Sent from my iPhone using Tapatalk


----------



## DHower08 (Nov 20, 2015)

What are you trying to catch


----------



## ccc (Mar 14, 2005)

30 lbs braided line with a frog a sinko or a fluke would be a good place to start ...imo


----------



## Gottagofishn (Nov 18, 2009)

If that’s the only place you want to fish you will find a way. 30# braid will help you drag them in. I have caught walleye on poppers before, maybe a frog is a possibility. Slip bobbers if there’s any openings, leaches will catch anything.
I would probably just find another spot if it annoyed me…
I fish E. Harbor fairly often and these days it’s chock full of weeds. Texas rigs are your friend. And then there’s the Tokyo rig…




__





tokyo rig fishing - Google Search






www.google.com


----------



## Opd (Sep 20, 2014)

Thanks for the rig advice. There seems to be limited shore access in coves and where there is access the weeds are abundant since it’s shallow. Might have to move toward rip rap until they start dying off. Any shore fishermen having any luck?
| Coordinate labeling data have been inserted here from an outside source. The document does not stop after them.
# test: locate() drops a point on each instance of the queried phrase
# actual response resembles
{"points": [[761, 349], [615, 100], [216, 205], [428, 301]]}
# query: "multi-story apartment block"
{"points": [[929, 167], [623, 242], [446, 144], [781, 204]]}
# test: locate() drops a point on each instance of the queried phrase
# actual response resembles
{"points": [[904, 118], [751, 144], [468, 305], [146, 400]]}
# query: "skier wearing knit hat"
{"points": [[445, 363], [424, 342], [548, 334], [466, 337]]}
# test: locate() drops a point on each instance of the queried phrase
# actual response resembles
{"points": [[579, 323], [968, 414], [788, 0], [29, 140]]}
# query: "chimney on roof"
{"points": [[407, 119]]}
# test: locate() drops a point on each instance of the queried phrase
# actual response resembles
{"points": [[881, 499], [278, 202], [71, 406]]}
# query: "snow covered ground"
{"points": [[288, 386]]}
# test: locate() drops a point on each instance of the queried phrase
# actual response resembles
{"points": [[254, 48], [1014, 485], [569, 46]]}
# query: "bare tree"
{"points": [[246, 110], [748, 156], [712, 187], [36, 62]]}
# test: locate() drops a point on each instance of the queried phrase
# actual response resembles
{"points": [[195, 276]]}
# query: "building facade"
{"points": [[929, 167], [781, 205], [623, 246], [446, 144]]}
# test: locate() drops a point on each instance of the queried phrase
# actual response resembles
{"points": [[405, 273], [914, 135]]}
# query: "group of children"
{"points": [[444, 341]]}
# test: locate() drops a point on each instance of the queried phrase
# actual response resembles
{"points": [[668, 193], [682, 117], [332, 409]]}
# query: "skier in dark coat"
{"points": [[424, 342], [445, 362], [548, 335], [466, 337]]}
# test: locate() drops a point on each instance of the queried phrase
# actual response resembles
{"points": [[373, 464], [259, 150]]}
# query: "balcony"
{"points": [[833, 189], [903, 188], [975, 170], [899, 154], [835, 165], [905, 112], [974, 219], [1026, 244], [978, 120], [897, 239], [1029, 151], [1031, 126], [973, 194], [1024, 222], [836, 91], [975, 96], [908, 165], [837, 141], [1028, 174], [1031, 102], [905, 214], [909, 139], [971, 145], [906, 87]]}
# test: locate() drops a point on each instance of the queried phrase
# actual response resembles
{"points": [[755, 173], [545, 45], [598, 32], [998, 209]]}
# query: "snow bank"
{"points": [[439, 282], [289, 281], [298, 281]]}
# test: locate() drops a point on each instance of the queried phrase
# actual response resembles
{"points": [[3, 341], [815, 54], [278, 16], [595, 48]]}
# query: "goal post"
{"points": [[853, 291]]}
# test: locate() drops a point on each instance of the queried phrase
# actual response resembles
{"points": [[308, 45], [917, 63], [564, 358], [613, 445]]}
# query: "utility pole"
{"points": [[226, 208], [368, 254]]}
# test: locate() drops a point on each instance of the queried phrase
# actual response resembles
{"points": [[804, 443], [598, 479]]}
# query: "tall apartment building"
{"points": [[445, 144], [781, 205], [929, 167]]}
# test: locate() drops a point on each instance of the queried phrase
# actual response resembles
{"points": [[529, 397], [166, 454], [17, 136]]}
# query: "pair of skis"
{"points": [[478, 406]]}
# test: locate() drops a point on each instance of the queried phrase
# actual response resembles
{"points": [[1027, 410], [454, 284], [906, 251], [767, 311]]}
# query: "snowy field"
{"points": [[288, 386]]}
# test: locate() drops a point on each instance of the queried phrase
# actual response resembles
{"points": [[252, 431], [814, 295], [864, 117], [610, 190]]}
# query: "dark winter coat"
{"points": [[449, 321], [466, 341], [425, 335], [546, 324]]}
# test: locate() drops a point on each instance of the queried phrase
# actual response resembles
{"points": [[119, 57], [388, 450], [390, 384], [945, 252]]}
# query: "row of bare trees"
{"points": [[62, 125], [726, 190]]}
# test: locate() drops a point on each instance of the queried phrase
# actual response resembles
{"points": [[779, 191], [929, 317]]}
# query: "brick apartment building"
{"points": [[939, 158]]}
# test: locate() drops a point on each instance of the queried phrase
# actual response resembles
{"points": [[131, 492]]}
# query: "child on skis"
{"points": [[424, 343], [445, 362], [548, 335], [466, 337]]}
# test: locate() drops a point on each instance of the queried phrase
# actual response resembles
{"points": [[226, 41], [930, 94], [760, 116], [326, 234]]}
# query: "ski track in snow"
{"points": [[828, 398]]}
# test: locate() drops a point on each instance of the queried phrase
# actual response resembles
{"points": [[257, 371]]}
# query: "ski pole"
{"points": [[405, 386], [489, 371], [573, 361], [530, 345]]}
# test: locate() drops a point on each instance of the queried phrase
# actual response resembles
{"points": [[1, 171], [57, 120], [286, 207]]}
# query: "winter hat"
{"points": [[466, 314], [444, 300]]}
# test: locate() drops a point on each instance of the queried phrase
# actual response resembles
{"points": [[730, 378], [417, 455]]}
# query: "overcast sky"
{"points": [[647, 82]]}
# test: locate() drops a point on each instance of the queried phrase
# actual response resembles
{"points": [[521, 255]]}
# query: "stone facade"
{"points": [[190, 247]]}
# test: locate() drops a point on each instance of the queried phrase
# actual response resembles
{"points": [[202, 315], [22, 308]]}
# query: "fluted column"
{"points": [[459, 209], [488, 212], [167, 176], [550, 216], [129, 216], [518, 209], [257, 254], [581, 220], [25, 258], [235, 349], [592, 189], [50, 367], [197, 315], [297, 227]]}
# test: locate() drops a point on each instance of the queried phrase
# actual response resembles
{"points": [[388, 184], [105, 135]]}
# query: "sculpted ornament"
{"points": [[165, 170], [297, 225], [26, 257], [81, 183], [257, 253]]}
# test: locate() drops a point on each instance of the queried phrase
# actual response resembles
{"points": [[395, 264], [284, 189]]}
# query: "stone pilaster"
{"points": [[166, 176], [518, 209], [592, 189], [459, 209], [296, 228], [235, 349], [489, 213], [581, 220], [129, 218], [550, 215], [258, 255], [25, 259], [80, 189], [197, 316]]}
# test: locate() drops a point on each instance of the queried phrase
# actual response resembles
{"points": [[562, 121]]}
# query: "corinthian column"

Sent from my iPhone using Tapatalk


----------



## Dovans (Nov 15, 2011)

Seriously there is lot of wadable area at Alum. By the marina ramps that whole cove isnt anymore then 4 feet deep. Ive caught plenty of Bass there. Of Course you need to feel out where your walking. You must know what is in front. Trying to stress safety but also want to say there's a lot of wadable ground that I know of in the South Pool. I saw a guy wading a cove where you launch Kayaks. Beach area on the far South is wadable.. Saugeye and Bass hang out there. AGAIN KNOW WHERE YOUR WALKING WHEN IN THE WATER.


----------



## Snookhunter52 (Apr 1, 2019)

My buddy and I both wade Hoover and Alum all the time. There's are a lot of access at alum. There's a lake maps on the odnr website and app that can give you an idea where there's safe water to wade. It's been tough fishing in the coves and flats for saugeye this summer. Most of the fish have been 10 to 15 of water which is outreach unless you can find a deeper flat close to shore. Most of the fish I have caught this summer have been on main lake points. Wade fishing is a lot of fun in late May to mid June.

Also watch the saltwater guys. They have to deal with grass all the time. Slim profile swimbaits and soft jerkbaits with weighted twistlock weedless hooks do work for saugeye.


----------



## Opd (Sep 20, 2014)

Thanks guys….just seems this year water is tougher…will continue the effort….and wading versus dry shore fishing might be the best attack for alum this summer 


Sent from my iPhone using Tapatalk


----------



## odell daniel (Nov 5, 2015)

dcool said:


> Tell that to the Indian Lake fishermen!


fishing has been good at Indian, boating not so good. I retract my comment, I haven't been to indian in a month, my son told me bait is dying real fast, he said the fishing hasn't been good,


----------



## Lazy 8 (May 21, 2010)

Has Alum changed? I was under the impression that one of the reasons why Alum was stocked with Muskie was not because they didn't spawn but because of the lack of weeds for the small fry to grow up?


----------



## bass788 (Sep 30, 2014)

Can anyone point me towards general areas on the lake with deeper grass? I will be heading down to alum over the holiday weekend and have never fished it before? Thanks!


----------



## 93stratosfishnski (Aug 25, 2011)

bass788 said:


> Can anyone point me towards general areas on the lake with deeper grass? I will be heading down to alum over the holiday weekend and have never fished it before? Thanks!


you cant miss it.. every point, bay, and cove has grass in it.


----------



## Morrowtucky Mike (May 2, 2018)

bass788 said:


> Can anyone point me towards general areas on the lake with deeper grass? I will be heading down to alum over the holiday weekend and have never fished it before? Thanks!


What do you consider deeper grass? It’s in most places with mud bottom in 6 fow or less.


----------



## bass788 (Sep 30, 2014)

thanks a lot for the responses!


----------